4) Governor Scott Walker – Wisconsin
Pros: Walker is perhaps best known for taking on public sector unions and surviving an ensuing recall election in 2011. To be sure, his wins in 2010, 2011, and 2014 are impressive for the simple fact that he pulled them off as a conservative Republican in a strong union state such as Wisconsin that hasn’t been carried by a Republican since Ronald Reagan’s 1984 landslide victory. At this time, he also seems to be the only Republican in the polls who is keeping pace with current front-runner Jeb Bush, as the two are essentially tied at about 17%, with Rand Paul in third at roughly 8%.

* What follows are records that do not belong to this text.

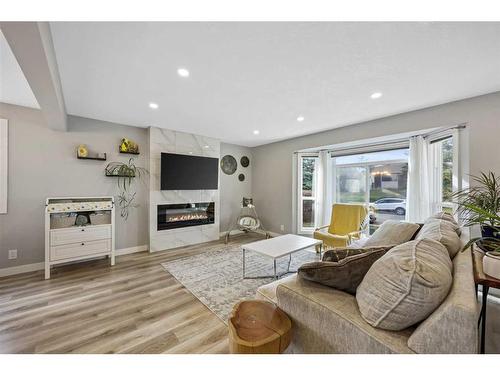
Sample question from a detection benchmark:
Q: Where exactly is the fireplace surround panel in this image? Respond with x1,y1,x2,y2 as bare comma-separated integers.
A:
157,202,215,230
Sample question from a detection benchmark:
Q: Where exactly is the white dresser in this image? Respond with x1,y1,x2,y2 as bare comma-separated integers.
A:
45,197,115,279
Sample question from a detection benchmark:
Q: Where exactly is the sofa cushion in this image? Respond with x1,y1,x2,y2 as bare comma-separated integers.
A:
365,220,419,247
356,238,453,330
408,248,480,354
276,275,414,354
415,218,462,259
298,246,391,294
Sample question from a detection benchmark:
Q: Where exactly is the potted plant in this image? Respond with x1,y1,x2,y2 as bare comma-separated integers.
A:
453,172,500,278
105,159,149,220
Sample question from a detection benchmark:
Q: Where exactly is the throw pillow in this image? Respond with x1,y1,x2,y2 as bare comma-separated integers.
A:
365,220,420,247
425,212,462,237
415,218,462,259
356,239,453,331
297,247,391,294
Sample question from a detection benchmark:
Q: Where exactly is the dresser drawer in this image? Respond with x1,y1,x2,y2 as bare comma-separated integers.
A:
50,225,111,246
50,240,111,262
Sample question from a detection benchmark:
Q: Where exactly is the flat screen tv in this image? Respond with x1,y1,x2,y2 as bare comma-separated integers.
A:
161,152,219,190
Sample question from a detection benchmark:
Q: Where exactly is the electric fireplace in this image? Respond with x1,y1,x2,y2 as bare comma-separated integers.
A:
157,202,215,230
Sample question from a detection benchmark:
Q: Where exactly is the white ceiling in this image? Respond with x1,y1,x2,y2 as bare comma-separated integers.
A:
46,22,500,146
0,30,40,108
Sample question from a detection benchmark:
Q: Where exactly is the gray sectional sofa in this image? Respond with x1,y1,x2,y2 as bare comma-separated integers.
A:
256,219,479,353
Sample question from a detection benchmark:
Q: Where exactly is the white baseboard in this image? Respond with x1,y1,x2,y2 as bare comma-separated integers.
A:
115,245,149,256
0,245,148,277
0,262,45,277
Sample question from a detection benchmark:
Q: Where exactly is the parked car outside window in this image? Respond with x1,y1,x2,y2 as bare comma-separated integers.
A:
371,198,406,215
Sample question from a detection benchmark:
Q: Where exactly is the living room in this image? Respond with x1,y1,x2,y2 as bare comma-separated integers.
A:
0,1,500,372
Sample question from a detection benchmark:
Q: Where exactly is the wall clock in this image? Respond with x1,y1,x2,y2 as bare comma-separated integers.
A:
220,155,238,174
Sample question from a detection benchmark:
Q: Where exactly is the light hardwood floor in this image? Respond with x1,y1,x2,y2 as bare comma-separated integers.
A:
0,235,261,353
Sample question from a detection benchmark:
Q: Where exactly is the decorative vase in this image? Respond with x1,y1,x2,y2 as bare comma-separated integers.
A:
483,253,500,279
481,225,500,238
77,145,89,158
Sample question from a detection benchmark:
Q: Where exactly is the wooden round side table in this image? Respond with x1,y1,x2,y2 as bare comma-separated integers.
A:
228,300,292,354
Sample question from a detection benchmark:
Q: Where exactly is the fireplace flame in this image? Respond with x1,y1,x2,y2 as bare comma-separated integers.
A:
167,213,208,223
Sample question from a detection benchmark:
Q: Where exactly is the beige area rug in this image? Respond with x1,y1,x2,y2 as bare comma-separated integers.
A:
162,245,319,324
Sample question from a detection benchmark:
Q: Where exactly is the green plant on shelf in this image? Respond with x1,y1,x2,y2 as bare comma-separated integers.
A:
105,159,149,220
452,172,500,255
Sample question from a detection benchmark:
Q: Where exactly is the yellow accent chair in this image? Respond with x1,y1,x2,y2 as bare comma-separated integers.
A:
313,203,369,248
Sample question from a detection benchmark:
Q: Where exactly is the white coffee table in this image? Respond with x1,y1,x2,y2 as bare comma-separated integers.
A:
241,234,323,279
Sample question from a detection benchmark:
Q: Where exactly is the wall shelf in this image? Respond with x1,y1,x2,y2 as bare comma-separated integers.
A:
76,153,107,161
106,172,135,178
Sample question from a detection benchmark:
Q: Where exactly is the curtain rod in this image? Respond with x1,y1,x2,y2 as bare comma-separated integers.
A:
421,122,467,138
293,122,467,154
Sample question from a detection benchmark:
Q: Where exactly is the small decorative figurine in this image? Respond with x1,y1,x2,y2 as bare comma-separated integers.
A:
120,138,139,154
76,145,89,158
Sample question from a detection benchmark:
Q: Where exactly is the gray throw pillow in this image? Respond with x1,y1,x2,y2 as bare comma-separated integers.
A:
415,218,463,259
356,239,453,331
298,246,391,294
365,220,420,247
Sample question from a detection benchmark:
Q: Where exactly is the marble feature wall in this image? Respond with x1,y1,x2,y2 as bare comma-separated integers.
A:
149,127,221,252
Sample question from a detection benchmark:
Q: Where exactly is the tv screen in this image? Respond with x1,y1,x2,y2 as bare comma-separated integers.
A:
161,153,219,190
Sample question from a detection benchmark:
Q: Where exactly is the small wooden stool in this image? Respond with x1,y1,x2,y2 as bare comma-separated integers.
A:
228,300,292,354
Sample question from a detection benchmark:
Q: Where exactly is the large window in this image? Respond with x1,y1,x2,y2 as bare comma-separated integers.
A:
333,149,408,231
299,155,318,232
431,137,455,213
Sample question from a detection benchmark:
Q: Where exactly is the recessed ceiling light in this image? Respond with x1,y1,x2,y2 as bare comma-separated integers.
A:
177,68,189,77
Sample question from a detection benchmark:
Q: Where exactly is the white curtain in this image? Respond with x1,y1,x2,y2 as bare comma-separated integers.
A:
406,135,432,222
315,151,331,227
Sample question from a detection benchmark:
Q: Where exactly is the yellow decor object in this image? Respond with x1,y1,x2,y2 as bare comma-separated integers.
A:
77,145,89,158
313,204,368,248
120,138,139,154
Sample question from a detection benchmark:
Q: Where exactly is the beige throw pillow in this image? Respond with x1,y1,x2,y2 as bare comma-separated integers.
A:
356,239,453,331
365,220,420,247
297,247,391,294
425,212,462,237
415,218,462,259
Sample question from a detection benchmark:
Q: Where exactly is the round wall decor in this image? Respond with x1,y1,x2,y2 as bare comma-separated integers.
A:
240,156,250,168
220,155,238,174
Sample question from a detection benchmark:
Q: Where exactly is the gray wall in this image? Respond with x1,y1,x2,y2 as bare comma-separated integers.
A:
0,103,253,268
0,103,148,268
220,143,253,232
252,92,500,232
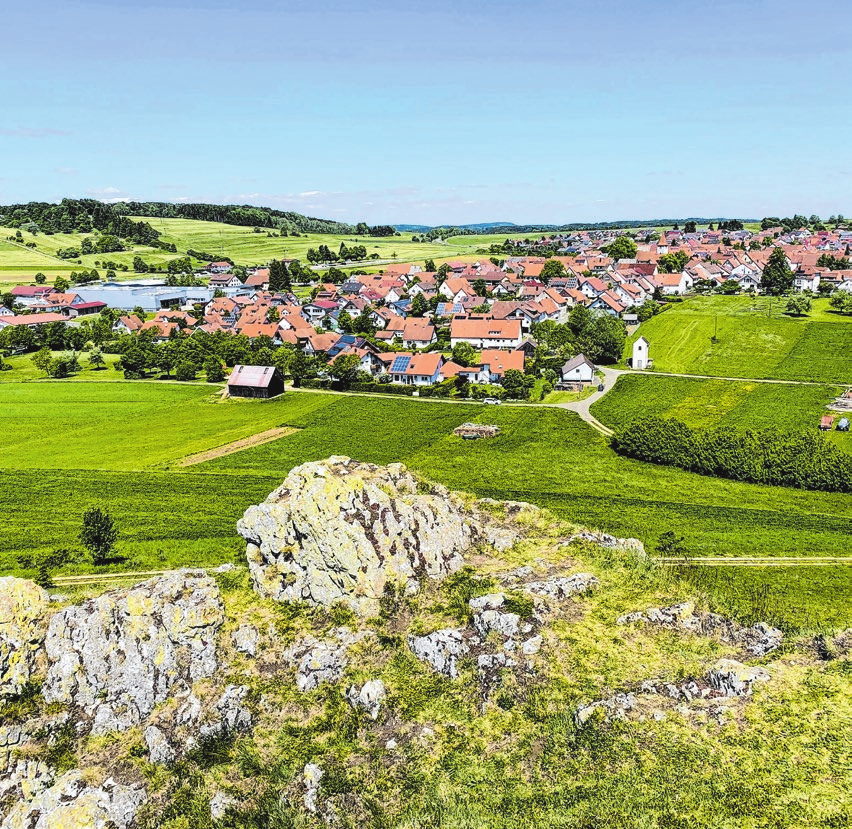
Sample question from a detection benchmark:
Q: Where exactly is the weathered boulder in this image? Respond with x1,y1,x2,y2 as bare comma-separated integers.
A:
237,456,508,615
521,573,600,601
707,659,769,697
408,628,470,679
0,770,147,829
346,679,387,720
616,602,784,656
0,576,49,697
43,571,224,734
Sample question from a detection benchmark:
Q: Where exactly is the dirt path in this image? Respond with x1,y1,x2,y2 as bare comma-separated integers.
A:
179,426,299,466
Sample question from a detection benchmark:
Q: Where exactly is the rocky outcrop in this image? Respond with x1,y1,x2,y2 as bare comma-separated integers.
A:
43,571,224,734
237,456,516,615
617,602,784,656
0,770,147,829
0,576,49,697
408,628,470,679
346,679,387,720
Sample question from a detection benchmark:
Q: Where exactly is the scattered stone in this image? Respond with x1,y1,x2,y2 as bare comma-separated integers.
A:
408,628,470,679
522,573,600,601
42,570,224,734
521,636,543,656
707,659,769,697
346,679,387,720
616,602,784,656
303,763,325,814
231,625,260,656
575,694,636,725
210,791,237,820
145,725,177,765
237,456,507,616
0,576,49,697
2,769,147,829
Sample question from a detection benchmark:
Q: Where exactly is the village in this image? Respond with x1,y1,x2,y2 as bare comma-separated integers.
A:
0,223,852,400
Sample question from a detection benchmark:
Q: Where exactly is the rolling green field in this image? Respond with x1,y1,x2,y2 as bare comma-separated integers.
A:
0,378,852,618
625,296,852,383
0,217,492,284
592,374,852,452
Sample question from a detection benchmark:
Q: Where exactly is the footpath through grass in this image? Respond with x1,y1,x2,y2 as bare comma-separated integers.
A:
624,296,852,383
0,382,852,615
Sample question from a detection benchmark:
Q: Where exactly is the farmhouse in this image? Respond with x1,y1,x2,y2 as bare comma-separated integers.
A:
562,354,595,383
450,316,521,348
228,365,284,400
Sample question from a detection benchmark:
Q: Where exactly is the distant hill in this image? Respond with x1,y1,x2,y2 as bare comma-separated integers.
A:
0,199,355,240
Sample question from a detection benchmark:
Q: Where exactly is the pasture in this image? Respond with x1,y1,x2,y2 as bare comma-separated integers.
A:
592,373,852,452
624,296,852,383
0,381,852,618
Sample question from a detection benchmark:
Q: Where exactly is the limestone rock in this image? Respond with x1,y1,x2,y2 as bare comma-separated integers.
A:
145,725,177,764
237,456,507,615
43,571,224,734
707,659,769,697
303,763,324,813
346,679,387,720
616,602,784,656
0,576,49,697
0,770,147,829
231,625,260,656
408,628,470,679
522,573,600,601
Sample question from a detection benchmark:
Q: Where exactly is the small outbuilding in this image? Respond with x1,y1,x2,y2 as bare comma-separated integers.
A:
228,365,284,400
562,354,595,383
630,337,651,371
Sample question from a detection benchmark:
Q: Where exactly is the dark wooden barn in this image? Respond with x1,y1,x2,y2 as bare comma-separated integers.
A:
228,365,284,400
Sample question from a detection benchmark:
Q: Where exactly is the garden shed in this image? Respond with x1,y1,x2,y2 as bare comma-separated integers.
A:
228,365,284,400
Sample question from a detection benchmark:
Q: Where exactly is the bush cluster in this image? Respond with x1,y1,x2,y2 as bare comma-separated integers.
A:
612,417,852,492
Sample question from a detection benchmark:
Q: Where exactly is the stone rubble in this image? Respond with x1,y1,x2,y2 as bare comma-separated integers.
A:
0,770,147,829
237,456,516,616
42,570,224,734
0,576,49,698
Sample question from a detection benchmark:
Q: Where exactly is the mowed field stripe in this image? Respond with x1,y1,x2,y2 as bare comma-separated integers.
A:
179,426,301,467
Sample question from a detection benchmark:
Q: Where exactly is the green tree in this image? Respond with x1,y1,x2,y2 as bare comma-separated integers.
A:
606,236,639,259
787,294,811,317
761,248,793,296
204,356,225,383
539,259,565,285
452,343,476,367
80,507,118,565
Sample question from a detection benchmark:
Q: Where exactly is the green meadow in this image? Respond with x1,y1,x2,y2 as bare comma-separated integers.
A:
592,373,852,452
0,381,852,618
0,217,492,283
625,296,852,383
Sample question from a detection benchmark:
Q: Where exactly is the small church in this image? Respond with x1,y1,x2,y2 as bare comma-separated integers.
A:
630,337,653,371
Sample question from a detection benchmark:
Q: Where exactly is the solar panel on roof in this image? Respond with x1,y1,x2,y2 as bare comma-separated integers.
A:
391,356,411,374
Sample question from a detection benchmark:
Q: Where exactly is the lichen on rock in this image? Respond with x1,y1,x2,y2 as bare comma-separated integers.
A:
0,576,49,697
237,456,517,615
43,571,224,734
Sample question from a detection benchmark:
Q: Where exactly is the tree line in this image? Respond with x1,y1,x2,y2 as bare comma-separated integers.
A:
612,417,852,492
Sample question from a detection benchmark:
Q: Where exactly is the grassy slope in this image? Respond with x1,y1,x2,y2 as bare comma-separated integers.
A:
0,218,492,284
625,296,852,383
0,382,852,624
592,374,852,451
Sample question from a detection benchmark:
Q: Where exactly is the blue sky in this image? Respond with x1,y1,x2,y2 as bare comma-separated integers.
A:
0,0,852,224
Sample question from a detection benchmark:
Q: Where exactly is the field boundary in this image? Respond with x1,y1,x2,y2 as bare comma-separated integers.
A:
178,426,301,468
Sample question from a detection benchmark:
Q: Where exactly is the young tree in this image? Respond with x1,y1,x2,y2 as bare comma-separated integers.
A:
761,248,793,296
80,507,118,565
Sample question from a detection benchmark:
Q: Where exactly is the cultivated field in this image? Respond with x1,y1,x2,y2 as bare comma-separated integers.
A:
0,217,492,283
592,374,852,452
625,296,852,383
0,382,852,619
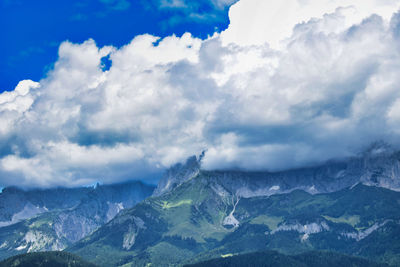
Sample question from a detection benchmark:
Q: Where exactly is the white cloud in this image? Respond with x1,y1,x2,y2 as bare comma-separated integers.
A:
0,0,400,186
222,0,400,48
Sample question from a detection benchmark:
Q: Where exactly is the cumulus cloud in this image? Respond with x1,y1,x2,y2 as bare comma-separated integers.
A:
0,0,400,186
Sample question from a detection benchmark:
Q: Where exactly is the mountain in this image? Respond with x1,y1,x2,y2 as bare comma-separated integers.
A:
154,143,400,197
0,251,96,267
0,187,92,227
185,251,387,267
153,152,205,196
67,169,400,266
0,181,154,258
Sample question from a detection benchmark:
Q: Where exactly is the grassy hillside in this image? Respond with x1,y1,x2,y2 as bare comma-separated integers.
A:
68,173,400,266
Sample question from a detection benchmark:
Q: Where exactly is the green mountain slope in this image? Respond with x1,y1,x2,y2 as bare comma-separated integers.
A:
185,251,387,267
0,251,96,267
68,172,400,266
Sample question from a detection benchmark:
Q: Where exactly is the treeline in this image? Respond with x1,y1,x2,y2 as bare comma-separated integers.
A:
0,251,96,267
185,251,388,267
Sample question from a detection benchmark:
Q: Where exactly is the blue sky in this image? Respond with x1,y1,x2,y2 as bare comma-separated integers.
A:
0,0,234,92
0,0,400,187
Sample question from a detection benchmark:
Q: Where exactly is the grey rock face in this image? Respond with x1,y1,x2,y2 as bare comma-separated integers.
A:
153,152,204,196
0,181,154,258
154,147,400,198
0,187,92,227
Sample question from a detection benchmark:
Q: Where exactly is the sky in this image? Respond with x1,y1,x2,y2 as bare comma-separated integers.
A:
0,0,400,187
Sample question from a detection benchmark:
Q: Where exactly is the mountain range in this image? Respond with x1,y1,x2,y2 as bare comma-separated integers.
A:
0,145,400,267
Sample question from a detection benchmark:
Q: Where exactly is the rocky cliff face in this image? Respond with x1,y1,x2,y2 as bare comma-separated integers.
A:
153,152,204,196
0,182,154,258
154,147,400,197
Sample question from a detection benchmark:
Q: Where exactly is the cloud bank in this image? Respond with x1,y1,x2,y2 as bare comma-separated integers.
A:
0,0,400,186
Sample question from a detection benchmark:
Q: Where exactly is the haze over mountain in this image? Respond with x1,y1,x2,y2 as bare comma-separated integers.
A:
0,0,400,187
0,0,400,267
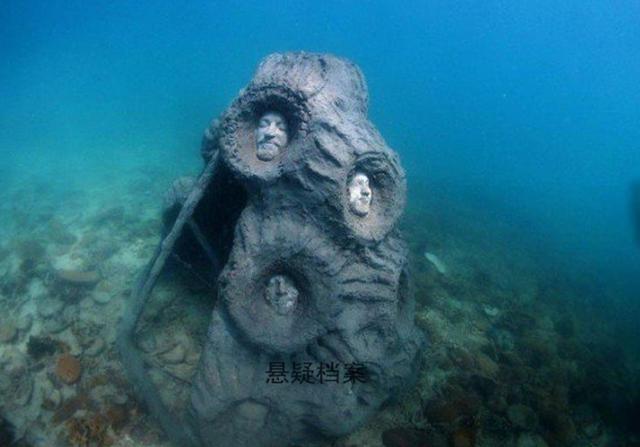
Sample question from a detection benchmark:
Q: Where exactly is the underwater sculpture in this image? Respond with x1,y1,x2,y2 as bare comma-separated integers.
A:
119,53,424,446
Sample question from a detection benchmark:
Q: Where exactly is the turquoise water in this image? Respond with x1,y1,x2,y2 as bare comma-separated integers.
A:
0,0,640,447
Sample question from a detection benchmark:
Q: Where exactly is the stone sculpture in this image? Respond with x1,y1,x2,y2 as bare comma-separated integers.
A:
119,53,423,446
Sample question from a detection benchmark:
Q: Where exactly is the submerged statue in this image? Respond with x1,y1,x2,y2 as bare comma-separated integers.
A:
119,53,423,446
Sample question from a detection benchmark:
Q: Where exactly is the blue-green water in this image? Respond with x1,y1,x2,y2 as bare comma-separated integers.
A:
0,0,640,446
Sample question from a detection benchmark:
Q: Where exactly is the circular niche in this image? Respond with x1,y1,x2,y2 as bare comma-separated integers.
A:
220,226,335,353
220,85,309,183
341,152,406,243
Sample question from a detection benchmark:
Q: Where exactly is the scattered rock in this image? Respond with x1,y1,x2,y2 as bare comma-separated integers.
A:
138,332,158,354
38,299,64,318
160,344,185,364
84,338,105,357
42,318,70,334
482,304,500,318
27,336,58,360
0,321,18,343
451,428,475,447
42,380,62,411
57,270,100,286
516,433,548,447
16,314,33,332
507,404,538,431
424,252,447,275
92,292,111,304
476,352,500,377
56,354,82,385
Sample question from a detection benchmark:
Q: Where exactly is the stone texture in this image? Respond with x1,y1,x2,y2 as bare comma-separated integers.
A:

Cons: Walker does have some areas of concern, however. He was pretty much quiet on abortion until he pledged to sign a bill that would ban abortions after 20 weeks. He also doesn’t seem to want to share his thoughts regarding gay marriage. Add to these the fact that he supports a pathway to citizenship for illegal immigrants, and that he’s been shaky on common core, and it’s easy to see where he may run into trouble with social conservatives in the primaries.
Expectations: Walker will likely run as a Washington outsider, as opposed to Senators Paul and Cruz who cannot do so, who also offers an opportunity to prevent a potential Bush or Clinton dynasty. He also has appeal as a Republican who has won three statewide races in a blue-leaning swing state when it comes to presidential years. His perceived ambivalence on gay marriage and shifting tone on abortion, in conjunction with his stance on immigration, will gain more negative attention as the primaries approach.
5) Senator Rand Paul – Kentucky
Pros: Rand Paul has positioned himself as the “big tent” Republican with libertarian tendencies. He will likely inherit many of his father’s former supporters, though some have voiced concerns about him becoming too “mainstream.” He has also won the CPAC straw poll three years in a row, which shows that he has the ability to earn support from the conservative/activist base.
Cons: He’ll be one of several candidates vying for the support of the base. As mentioned above, his perceived built-in support from his father’s former voters might not be as strong as expected. His foreign policy views are significantly out of step with the rest of the GOP field. For example, he supports normalized relations with Cuba and negotiations over sanctions when it comes to Iran’s nuclear program. It remains to be seen whether these positions will be detrimental or not, as young voters and libertarians may actually see them as positives.
Expectations: There isn’t likely to be a whole lot over overlap between Paul and Bush or Christie supporters, so he basically needs to win a likely war of attrition with Cruz, Walker, and company to consolidate those voters and then hope for the best.
6) The Rest
No disrespect to these potential candidates, but they will probably face a more difficult road to the nomination than the five I have talked about specifically. These are just some of the possible candidates who have hinted that they may run.
Ben Carson lacks experience and name recognition outside of conservative circles. Marco Rubio took a hit for working with Harry Reid on an immigration bill, and it remains to be seen if he will recover. Carly Fiorina, Bobby Jindal, and John Kasich are so far down in the polls that it’s tough to see any of them making up ground this already-crowded field. Rick Santorum, Rick Perry, and Mike Huckabee are all throwbacks at a time when it seems most of the GOP wants to run a fresh face.